Co do konfiguracji TCP/IP to gentoo bierze adres, maskę, bramę, dns z dhcp uruchomionego na komputerze 1.

Nie wiem co mogę jeszcze wymyślić...

Pomożecie ?  :Smile: 

----------

## Paczesiowa

zmiana kabla nie pomoze, caly sprzet gigabitowy ma technologie (mdx czy cos) ktora wykywa przeplot kabla i ise odpowiednio sama krosuje.

moze podmountuj sie cifs a nie smb?

----------

## polleck

Podmiana smbfs na cifs w /etc/fstab poskutkowała że tak powiem połowicznie:

Mianowicie pliki szybciej się kopiują, ale nie tak szybko jak przez www.

Max jaki osiągnąłem to ~15MB/s

Dodam, że długość kabla to jakieś 1,5m, więc nie powinno mieć to znaczenia.

----------

## Yatmai

To może zamiast ch**ja wartego "otoczenia sieciowego" zmontuj ftp'a  :Smile:  używam go do wymiany plików z ojcem (zatwardziale siedzi na xP :]) i transfery są całkiem miłe  :Smile: 

----------

## polleck

Moim głównym założeniem jest to aby zasób odległy mieć w drzewie katalogów :/

Obawiam się, że jestem skazany na "otoczenie sieciowe".

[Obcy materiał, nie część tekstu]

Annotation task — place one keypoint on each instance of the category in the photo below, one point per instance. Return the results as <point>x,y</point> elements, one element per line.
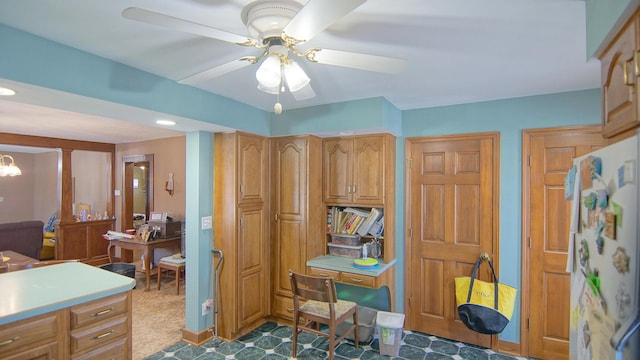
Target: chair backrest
<point>313,287</point>
<point>31,265</point>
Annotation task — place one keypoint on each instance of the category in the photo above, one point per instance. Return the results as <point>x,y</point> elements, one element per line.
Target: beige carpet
<point>158,316</point>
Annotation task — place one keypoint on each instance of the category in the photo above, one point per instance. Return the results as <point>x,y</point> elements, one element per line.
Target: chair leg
<point>294,346</point>
<point>332,339</point>
<point>178,281</point>
<point>355,330</point>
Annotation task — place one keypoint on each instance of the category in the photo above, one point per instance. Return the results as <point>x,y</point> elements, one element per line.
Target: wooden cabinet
<point>83,241</point>
<point>359,171</point>
<point>297,229</point>
<point>99,329</point>
<point>241,230</point>
<point>620,77</point>
<point>40,337</point>
<point>354,169</point>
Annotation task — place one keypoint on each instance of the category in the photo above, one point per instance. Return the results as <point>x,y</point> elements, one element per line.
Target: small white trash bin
<point>389,332</point>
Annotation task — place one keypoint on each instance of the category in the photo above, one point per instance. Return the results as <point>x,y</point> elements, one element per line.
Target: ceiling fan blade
<point>155,18</point>
<point>317,15</point>
<point>214,72</point>
<point>303,94</point>
<point>367,62</point>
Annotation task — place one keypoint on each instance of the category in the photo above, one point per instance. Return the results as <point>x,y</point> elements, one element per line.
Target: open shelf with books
<point>362,225</point>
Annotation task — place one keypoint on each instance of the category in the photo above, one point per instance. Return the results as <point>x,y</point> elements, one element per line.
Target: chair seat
<point>319,308</point>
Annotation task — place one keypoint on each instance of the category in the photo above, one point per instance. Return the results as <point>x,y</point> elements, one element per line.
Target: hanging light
<point>8,169</point>
<point>278,69</point>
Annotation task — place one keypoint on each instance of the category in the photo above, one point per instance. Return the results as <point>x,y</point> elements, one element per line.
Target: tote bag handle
<point>495,281</point>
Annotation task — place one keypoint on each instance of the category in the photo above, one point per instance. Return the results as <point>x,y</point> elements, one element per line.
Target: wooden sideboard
<point>83,241</point>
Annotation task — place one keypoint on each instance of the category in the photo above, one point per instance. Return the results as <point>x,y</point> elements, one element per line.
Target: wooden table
<point>14,258</point>
<point>146,248</point>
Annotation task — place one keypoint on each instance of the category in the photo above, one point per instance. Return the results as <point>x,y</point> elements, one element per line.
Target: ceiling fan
<point>277,28</point>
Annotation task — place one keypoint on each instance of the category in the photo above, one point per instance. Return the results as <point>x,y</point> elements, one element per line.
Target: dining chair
<point>315,301</point>
<point>35,264</point>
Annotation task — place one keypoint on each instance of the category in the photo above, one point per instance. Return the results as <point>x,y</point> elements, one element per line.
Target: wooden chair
<point>321,307</point>
<point>31,265</point>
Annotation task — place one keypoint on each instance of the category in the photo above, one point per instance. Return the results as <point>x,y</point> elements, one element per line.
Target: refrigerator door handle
<point>626,331</point>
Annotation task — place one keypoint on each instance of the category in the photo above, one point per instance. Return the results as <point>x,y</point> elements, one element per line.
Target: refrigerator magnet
<point>621,260</point>
<point>583,253</point>
<point>600,244</point>
<point>610,225</point>
<point>617,211</point>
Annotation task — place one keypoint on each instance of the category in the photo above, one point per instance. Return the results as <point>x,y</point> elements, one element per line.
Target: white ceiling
<point>457,51</point>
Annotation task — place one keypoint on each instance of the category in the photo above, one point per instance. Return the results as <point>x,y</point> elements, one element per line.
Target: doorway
<point>452,217</point>
<point>137,197</point>
<point>547,157</point>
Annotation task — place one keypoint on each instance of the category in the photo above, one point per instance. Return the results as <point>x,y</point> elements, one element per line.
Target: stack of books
<point>355,221</point>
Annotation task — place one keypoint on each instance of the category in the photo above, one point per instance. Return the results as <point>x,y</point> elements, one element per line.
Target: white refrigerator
<point>604,253</point>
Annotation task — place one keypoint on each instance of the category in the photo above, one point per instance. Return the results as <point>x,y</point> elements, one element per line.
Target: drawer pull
<point>103,312</point>
<point>101,336</point>
<point>10,341</point>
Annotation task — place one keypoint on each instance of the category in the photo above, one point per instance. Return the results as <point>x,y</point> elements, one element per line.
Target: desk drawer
<point>101,333</point>
<point>324,273</point>
<point>357,279</point>
<point>98,310</point>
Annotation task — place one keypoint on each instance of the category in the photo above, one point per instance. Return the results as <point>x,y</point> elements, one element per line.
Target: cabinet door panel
<point>338,169</point>
<point>252,168</point>
<point>252,265</point>
<point>368,170</point>
<point>620,84</point>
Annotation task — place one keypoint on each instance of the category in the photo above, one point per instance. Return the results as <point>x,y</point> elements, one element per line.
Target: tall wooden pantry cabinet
<point>241,203</point>
<point>297,213</point>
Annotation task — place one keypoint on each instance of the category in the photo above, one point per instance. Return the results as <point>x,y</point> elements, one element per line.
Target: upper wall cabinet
<point>620,76</point>
<point>354,169</point>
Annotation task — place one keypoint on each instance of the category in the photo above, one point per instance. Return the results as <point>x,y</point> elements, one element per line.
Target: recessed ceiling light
<point>165,122</point>
<point>7,92</point>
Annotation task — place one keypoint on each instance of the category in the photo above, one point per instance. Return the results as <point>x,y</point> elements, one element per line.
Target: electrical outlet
<point>207,222</point>
<point>206,307</point>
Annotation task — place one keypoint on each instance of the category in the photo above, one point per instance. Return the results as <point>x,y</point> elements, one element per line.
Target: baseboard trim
<point>197,338</point>
<point>510,348</point>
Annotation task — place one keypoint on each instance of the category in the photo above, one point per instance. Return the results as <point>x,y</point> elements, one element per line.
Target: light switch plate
<point>207,222</point>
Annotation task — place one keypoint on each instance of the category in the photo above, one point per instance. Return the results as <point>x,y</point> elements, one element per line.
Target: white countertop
<point>32,292</point>
<point>341,263</point>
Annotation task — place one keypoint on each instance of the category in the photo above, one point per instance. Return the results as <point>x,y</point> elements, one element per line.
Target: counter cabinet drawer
<point>99,334</point>
<point>99,310</point>
<point>27,334</point>
<point>114,350</point>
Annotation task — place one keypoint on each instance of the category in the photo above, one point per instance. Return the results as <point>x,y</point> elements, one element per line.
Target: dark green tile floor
<point>273,341</point>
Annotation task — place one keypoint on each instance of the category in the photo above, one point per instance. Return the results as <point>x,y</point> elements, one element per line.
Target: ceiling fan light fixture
<point>269,73</point>
<point>295,77</point>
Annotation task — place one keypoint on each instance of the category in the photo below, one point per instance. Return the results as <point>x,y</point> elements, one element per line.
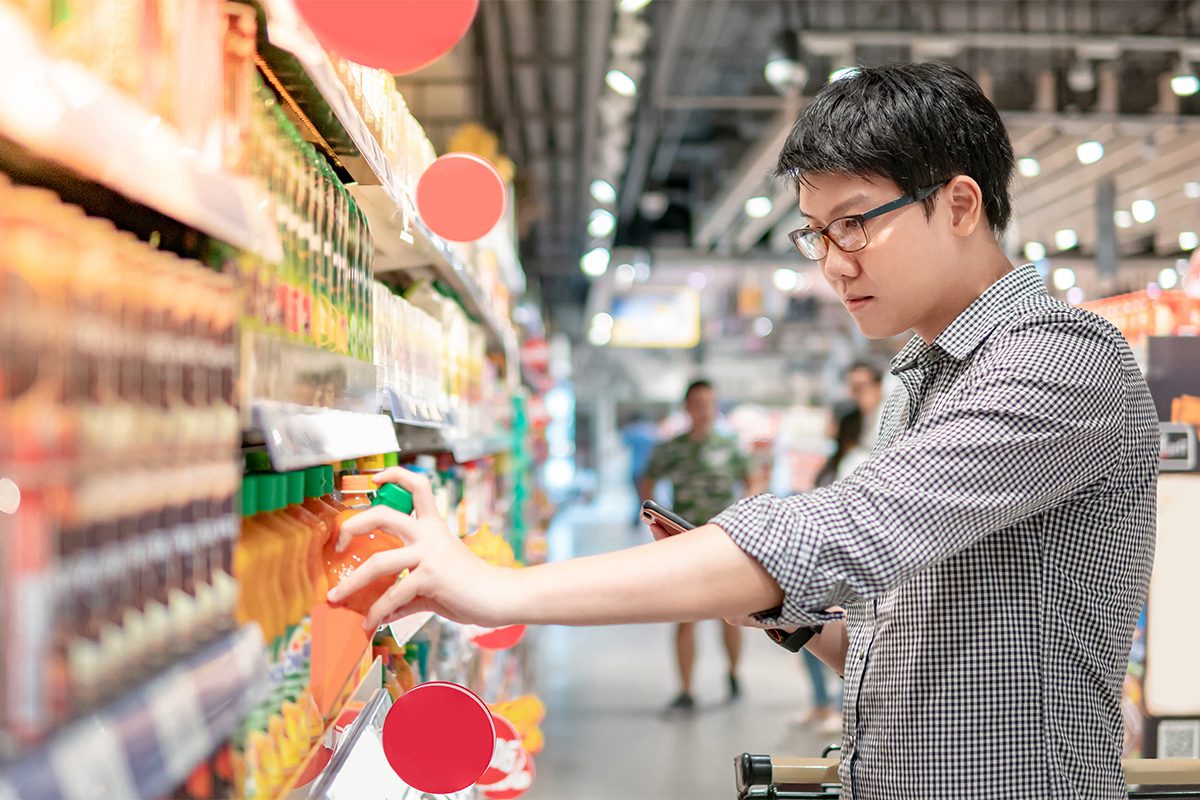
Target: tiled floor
<point>605,689</point>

Jednakże uruchomię usługę FTP i może się do niej przekonam  :Wink: 

Jak by ktoś z Państwa mógł mi jeszcze jakoś pomóc to chętnie wysłucham  :Smile: 

Póki co, pozdrawiam serdecznie i dziękuję za poświęcony czas.

----------

## Paczesiowa

to ile ty tego kopiujesz ze ci 15mb/s malo:] toc wszystkie piraty swiata nie nadaza piracic w takim tempie.

----------

## Yatmai

 *polleck wrote:*   

> Moim głównym założeniem jest to aby zasób odległy mieć w drzewie katalogów :/
> 
> Obawiam się, że jestem skazany na "otoczenie sieciowe".

 

Jeżeli używasz Total Commandera to możemy bić o zakład, że ftp będzie wygodniejsze  :Very Happy: 

----------

## polleck

Chodzi o komunikację w drugą stronę, w linuksie chcę mieć zasoby z Windowsa.

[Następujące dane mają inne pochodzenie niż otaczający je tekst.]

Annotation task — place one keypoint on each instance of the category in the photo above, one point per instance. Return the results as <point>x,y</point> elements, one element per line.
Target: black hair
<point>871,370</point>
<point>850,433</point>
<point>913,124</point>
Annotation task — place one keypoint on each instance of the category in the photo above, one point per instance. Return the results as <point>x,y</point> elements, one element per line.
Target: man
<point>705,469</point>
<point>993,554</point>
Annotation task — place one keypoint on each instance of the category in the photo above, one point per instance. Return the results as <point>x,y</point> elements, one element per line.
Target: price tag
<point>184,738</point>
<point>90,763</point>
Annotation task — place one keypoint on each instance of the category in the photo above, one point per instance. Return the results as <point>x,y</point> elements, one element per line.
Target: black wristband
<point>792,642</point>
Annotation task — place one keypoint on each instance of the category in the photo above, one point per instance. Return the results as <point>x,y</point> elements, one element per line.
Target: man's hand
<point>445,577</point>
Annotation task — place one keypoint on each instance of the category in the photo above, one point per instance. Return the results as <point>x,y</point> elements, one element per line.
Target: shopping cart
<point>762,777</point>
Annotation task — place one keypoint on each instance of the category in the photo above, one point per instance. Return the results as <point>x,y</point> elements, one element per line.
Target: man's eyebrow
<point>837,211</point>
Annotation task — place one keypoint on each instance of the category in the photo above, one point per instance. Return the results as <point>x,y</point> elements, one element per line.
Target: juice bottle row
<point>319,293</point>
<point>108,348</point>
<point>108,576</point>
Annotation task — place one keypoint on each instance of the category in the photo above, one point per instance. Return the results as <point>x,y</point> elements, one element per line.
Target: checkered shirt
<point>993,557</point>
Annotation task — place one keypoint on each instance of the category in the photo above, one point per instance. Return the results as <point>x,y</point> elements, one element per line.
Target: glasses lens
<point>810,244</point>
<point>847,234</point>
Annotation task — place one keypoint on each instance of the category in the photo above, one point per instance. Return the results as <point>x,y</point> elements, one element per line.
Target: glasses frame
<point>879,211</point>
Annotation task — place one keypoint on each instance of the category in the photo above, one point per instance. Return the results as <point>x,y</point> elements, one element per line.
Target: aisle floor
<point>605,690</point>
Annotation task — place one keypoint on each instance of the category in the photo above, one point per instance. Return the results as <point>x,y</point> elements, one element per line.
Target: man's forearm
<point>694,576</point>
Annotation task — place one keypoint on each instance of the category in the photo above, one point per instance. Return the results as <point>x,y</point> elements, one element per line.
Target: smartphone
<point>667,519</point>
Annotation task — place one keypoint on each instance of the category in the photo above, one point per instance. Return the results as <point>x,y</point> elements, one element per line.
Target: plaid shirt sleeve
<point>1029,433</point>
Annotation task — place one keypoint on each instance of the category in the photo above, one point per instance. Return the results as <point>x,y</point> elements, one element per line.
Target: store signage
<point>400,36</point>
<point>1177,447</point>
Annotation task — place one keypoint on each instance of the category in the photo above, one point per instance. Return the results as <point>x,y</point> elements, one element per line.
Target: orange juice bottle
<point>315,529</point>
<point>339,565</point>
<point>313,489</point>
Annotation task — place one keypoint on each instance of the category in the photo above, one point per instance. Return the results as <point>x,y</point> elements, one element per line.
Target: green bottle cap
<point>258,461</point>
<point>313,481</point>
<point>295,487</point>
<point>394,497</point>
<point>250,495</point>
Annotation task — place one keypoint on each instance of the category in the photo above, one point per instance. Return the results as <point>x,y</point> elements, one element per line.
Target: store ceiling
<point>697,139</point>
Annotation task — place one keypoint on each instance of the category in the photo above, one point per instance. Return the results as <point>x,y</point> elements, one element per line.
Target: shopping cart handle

Z tego co mi wiadomo, nie ma Total Commander'a pod linuksa, choć mam nadzieję że się mylę  :Wink: 

Pozdrówka.

----------

## Yatmai

No TC nie ma dla Linucha, jest natomiast Krusader, odpowiednik, jednak imho znacznie lepszy  :Smile: 

Niemniej miałem na myśli, że TC bardzo łatwo ściąga/uploaduje przez ftp, jednak to z poziomu windziaka, w drugą stronę trzeba serwer ftp na windowsie. Ponoć pakiet Krasnal ma w sobie także ftp, poza tym jeśli się nie mylę, to netcat jest właśnie serwerkiem ftp  :Smile: 

....a jeśli się mylę, to google zapewne pomogą Ci znaleźć coś dla siebie  :Smile: 

----------

## polleck

Windows 2003 Entrprise Server zawiera IIS i tam jest serwer ftp więc sobie poradziłem z palcem w ...  :Wink: 

W gentto doemerge'owałem gftp (uwielbiam tego klienta ftp) i mam tranfery ftp ~30MB/s

Tak zostanie, ale szczytem moich marzeń było dowiązanie zasobu z Windows do drzewa katalogów w gentoo :/

----------

## Belliash

bpftps (bullet proof) latwy szybki i przyjemny  :Wink: 

----------

## manwe_

http://gentoo-wiki.com/HOWTO_FTP_Mount

----------